Spatial Development of Energetic Particle Spectra in Pulsar Wind Nebulae

TL;DR

This paper introduces a spatially-dependent model for pulsar wind nebulae that accounts for magnetic field structure and particle transport, improving upon previous uniform-source models.

Contribution

It extends existing nebula models by incorporating spatial dependence and magnetic field effects into the particle transport equations.

Findings

Shows the impact of magnetic field structure on particle spectrum evolution.

Provides a numerical solution framework for spatially-dependent particle transport.

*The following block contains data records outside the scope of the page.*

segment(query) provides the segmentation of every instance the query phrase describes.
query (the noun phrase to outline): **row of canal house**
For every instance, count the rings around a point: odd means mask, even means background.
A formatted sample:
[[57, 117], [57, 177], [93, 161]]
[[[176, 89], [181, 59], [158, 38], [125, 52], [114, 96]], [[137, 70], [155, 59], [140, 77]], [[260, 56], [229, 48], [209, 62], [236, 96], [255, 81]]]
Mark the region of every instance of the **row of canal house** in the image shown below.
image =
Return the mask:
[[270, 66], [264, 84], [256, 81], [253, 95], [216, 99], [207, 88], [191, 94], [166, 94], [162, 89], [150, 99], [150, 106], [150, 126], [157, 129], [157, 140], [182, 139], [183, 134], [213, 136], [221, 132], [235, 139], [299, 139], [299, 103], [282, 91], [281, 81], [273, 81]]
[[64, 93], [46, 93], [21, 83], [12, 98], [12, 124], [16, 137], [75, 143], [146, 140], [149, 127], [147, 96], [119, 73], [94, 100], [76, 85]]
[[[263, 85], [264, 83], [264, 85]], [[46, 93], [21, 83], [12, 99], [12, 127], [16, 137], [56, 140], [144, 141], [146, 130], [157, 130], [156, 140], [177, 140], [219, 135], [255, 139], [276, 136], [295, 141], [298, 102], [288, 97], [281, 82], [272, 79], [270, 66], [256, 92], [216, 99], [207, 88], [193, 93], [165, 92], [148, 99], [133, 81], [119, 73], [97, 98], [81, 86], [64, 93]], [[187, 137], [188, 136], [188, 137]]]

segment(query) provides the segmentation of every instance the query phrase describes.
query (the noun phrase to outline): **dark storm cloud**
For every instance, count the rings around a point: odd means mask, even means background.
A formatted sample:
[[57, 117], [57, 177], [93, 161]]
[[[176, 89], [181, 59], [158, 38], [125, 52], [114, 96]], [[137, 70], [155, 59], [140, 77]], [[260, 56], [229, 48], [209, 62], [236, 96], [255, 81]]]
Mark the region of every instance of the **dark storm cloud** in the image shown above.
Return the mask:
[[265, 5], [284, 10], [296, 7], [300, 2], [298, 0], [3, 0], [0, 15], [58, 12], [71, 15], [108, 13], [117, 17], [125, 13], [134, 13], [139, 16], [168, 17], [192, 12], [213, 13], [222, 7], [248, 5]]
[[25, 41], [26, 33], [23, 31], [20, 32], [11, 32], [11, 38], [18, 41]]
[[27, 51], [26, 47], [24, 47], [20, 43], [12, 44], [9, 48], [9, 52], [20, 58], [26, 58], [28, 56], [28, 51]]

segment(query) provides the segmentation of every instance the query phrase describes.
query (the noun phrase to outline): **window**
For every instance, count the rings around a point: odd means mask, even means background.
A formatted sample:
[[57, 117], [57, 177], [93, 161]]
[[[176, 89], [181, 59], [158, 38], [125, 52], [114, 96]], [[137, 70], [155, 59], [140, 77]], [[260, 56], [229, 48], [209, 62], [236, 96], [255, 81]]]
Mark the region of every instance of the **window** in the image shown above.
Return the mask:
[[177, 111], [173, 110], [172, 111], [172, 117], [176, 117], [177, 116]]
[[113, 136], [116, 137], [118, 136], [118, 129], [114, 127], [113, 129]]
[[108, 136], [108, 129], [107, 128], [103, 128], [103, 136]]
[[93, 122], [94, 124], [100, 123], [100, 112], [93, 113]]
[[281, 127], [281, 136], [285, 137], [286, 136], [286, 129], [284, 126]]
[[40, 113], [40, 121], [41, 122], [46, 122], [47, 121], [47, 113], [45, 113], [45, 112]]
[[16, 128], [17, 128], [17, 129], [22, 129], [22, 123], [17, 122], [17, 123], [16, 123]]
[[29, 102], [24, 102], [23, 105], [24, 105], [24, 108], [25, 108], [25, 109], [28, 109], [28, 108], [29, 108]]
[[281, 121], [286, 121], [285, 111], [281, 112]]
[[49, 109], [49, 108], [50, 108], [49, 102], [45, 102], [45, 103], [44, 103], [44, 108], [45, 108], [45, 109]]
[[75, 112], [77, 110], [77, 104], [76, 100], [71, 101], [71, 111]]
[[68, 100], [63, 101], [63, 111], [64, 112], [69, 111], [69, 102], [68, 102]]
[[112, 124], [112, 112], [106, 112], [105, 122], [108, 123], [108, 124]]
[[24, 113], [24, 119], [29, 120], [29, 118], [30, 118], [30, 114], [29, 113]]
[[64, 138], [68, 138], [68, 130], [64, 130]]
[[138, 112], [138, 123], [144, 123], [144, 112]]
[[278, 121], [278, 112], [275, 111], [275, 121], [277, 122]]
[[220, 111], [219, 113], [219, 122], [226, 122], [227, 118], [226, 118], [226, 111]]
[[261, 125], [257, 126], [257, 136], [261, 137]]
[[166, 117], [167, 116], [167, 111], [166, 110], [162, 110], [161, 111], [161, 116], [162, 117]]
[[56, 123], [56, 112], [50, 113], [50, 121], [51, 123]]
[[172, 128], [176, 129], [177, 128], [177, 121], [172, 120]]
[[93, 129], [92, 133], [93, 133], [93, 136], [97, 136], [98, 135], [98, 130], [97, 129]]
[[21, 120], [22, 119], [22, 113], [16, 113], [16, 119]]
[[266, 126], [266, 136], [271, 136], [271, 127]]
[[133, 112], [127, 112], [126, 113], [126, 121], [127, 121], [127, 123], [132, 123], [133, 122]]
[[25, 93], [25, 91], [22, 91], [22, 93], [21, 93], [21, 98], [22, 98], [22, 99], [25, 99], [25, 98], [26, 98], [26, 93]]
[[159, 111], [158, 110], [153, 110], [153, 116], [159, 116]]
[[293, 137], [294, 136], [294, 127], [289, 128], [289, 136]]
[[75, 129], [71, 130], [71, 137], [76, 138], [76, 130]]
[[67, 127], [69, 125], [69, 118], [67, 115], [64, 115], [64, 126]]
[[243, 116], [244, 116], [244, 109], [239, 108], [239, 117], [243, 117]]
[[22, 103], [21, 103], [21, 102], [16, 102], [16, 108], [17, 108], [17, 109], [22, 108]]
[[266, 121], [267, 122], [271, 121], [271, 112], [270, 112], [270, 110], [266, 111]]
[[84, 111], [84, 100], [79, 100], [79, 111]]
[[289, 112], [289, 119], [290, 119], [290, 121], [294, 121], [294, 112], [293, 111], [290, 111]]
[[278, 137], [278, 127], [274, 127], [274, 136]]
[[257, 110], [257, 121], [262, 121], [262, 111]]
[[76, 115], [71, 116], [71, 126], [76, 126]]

Applicable to systems similar to pulsar wind nebulae, like globular clusters.

Abstract

The evolution of the non-thermal emission emitted by pulsar wind nebulae is generally calculated using spatially-independent particle transport models. Although useful, these models implicitly assume that the source of non-thermal particles is located uniformly throughout the system, contrary to the nature of pulsar wind nebulae where the source is located at the centre of the system. Additionally, it is not possible to take into account the spatial properties of the magnetic field and flow velocity, or the effects of diffusion and gradient and curvature drifts in these models. In this paper we present an extension to the current nebula models by including a spatial dependence in our numerical solutions of a Fokker-Planck particle transport equation. These solutions also show the effect that the magnetic field structure has on the evolution of the particle spectrum. Although applied within the context of pulsar wind nebulae, the presented solutions are equally valid for any similar central source system such as globular clusters.